Carl Berger-Levrault : Un binôme pour de nouvelles ambi­tions

Trois ans après son rachat par le groupe Berger-Levrault, l'éditeur lyonnais de logiciel de gestion de maintenance Carl Software, renommé Carl Berger-Levrault, entend profiter de son actionnaire pour doubler de taille d'ici à 2025. Il est, pour cela, emmené par une direction bicéphale composée de Vincent Untz et Gerald Bourtguize.

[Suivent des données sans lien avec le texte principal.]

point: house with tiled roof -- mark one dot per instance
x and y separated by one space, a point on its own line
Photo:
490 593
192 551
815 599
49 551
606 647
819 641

Les effets du rachat devraient bien­tôt se faire sentir dans les chiffres pour Carl Berger-Levrault. Trois ans après son inté­gra­tion dans le groupe d’édi­tion de logi­ciels et de services numé­riques Berger-Levrault (2100 colla­bo­ra­teurs, 186 millions d’eu­ros de chiffre d’af­faires en 2021), le concep­teur de logi­ciels de gestion et de main­te­nance basé à Limo­nest (150 colla­bo­ra­teurs, 18 millions d’eu­ros de chiffre d’af­faires en 2021), ex-Carl Soft­ware, prévoit de doubler de taille à l’ho­ri­zon 2025. Il est, pour cela, emmené depuis quelques mois par une direc­tion bicé­phale compo­sée de Vincent Untz et Gerald Bourt­guize en rempla­ce­ment de Tudgual Le Bouar, promu direc­teur géné­ral délé­gué de Berger-Levrault. « Nous enta­mons une phase de crois­sance impor­tante qui va s’ac­com­pa­gner de la créa­tion d’une cinquan­taine de postes cette année », explique le binôme. Comme annoncé lors du rachat, Carl Berger-Levrault garde une certaine auto­no­mie au sein du groupe, tout en s’ap­puyant sur sa force de frappe pour atteindre son ambi­tieux objec­tif.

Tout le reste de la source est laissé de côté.